Tom Birchenough: “The cast is excellent, Lucy Robinson outstanding as we come to appreciate the chasm between her social niceties and her aching grief as a mother. David Leopold as Curtis is remarkable too… We’re sure to be hearing more of Tannahill’s name: what a powerful piece of drama, its pained leanness immaculately caught in Michael Yale’s production.”
Tim Baros: “Tannahill has written a timely and evocative play that’s very relevant today in a world of constant bullying and peer pressure and what seems like the lack of rules on social media. Late Company is a short 75 minutes but it packs a wallop during this time and at the end, you will find that your heart has dropped into your stomach. A must see!”
★★★★★ – Love London Love Culture
Emma Clarendon: “This blistering play simmers with tension from beginning to end, beautifully building into an extremely confrontational climax – that really shakes the audience to the core… Late Company is an angry and powerful piece of relevant drama that doesn’t fail to make an impact on the audience.”
John Nathan: “This is a closely observed exploration of grief written with such wit and nuance it makes you wonder what Tannahill can produce as a mature writer… It’s an incredibly powerful evening… The crackle of Tannahill’s writing and five terrific performances do the work.”
Matt Hyde: “This is a truly cathartic evening. We go into the theatre, we laugh, we cry and we emerge having experienced something special.”

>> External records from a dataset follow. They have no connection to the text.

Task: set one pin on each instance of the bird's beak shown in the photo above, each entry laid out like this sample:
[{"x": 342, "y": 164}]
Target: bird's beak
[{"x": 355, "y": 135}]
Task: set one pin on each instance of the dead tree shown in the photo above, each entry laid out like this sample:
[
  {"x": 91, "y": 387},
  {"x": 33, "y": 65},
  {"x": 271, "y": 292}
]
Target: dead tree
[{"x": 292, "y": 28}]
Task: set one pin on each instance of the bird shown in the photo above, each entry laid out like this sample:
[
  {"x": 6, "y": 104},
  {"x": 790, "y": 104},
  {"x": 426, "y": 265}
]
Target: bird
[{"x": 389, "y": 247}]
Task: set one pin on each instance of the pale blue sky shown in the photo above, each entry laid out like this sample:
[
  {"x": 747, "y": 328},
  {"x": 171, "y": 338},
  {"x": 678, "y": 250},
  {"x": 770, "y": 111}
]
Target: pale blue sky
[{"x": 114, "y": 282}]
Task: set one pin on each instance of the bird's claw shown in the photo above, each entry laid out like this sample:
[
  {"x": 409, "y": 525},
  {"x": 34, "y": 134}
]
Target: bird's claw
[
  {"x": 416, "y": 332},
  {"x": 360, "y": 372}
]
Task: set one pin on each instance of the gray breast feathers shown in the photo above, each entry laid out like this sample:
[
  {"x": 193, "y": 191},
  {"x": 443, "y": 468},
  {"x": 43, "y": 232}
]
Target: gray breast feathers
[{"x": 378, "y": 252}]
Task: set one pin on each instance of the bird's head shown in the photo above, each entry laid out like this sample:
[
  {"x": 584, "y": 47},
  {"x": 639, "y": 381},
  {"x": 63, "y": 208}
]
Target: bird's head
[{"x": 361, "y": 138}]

Johnny Fox: “Trafalgar Studios’ intimate set-up is perfect for the dinner-party at the core of Late Company, a short but near-perfect play juggling homophobia, cyber-bullying and parental responsibility.”
Connor Campbell: “The playwright is careful to show that things like Facebook and YouTube aren’t just cesspits of (relatively) unmonitored abuse, but spaces that allow freedom for those potentially denied personal expression at home or at school.”
Elliot Jordan: “Intense and, well-directed and well-written… Tannahill takes us on a deep and dark debate on teen suicide, responsibility, depression and other big issues.”